Bruxelles – E’ raro, durante un confronto parlamentare, vedere un primo ministro letteralmente circondato da oppositori: donne e uomini provenienti da ogni partito oggi pomeriggio hanno attaccato Theresa May che ha presentato a Westminster l’accordo di separazione dall’Unione europea siglato ieri a Bruxelles al vertice sulla Brexit.
In Aula hanno preso la parola praticamente solo coloro che si oppongono all’accordo o che hanno forti riserve su parte di esso, ovviamente i laburisti, ma anche i liberali, gli scozzesi, gli unionisti irlandesi, i tories brexiters e non brexiters… Un fuoco di fila, dal quale emerge una richiesta alla premier: “Dato che in quest’aula lei non ha una maggioranza a favore dell’accordo, qual è il suo piano B, lei deve avere un piano B per affrontare la situazione”. Lo ha detto la tory europeista Anna Soubry, e prima di lei il leader labour Jeremy Corbyn, il quale si è spinto a dire che “con un Piano B più morbido lei potrebbe avere l’appoggio dei Comuni”. L’idea è quella di un accrdo simile a quello della Norvegia con l’Ue in base al quale il regno nordico partecipa a Mercato unico e Unione doganale. “Non se ne parla – ha replicato May – perché quel tipo di accordo prevede anche il libero movimento delle persone”.
May non ha potuto accettare nessuna sollecitazione.
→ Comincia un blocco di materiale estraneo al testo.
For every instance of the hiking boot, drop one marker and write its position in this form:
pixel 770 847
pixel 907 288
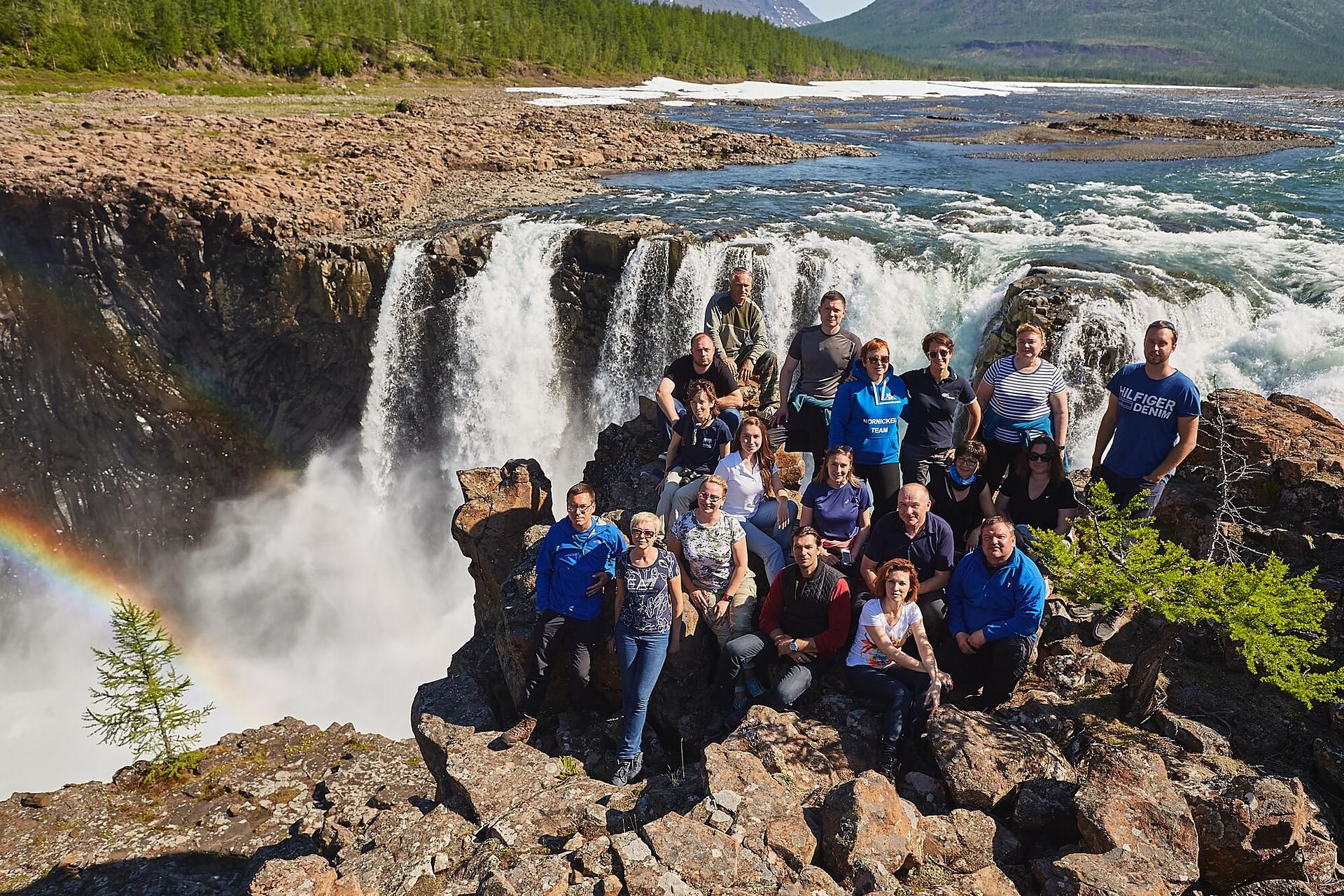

La premier sa bene che da parte dell’Unione europea non c’è, almeno in questa fase, la volontà di riaprire il negoziato, e soprattutto sa bene che sui punti più delicati come il confine irlandese o i diritti dei cittadini l’Unione è ferma.
Neanche la data del divorzio può essere rinviata: “Lasceremo l’Unione europea il 29 marzo del prossimo anno”, ha risposto, secca, Theresa May a chi le chiedeva dell’eventualità di una “proroga” per poter negoziare ancora qualcosa.
E’ una campagna elettorale che parte male per May in Parlamento. Al momento le posizioni non si sbloccano, e dunque l’accordo non ha i numeri per passare. Le ipotesi in quel caso si accavallano, ma ora a Downing street e a Bruxelles non si considera nessuna alternativa, si è deciso di andare fino in fondo con questo testo, che giungerà al voto finale l’11 dicembre, dopo cinque giorni di dibattito in Aula. Se salterà si dovrà correrei ai ripari.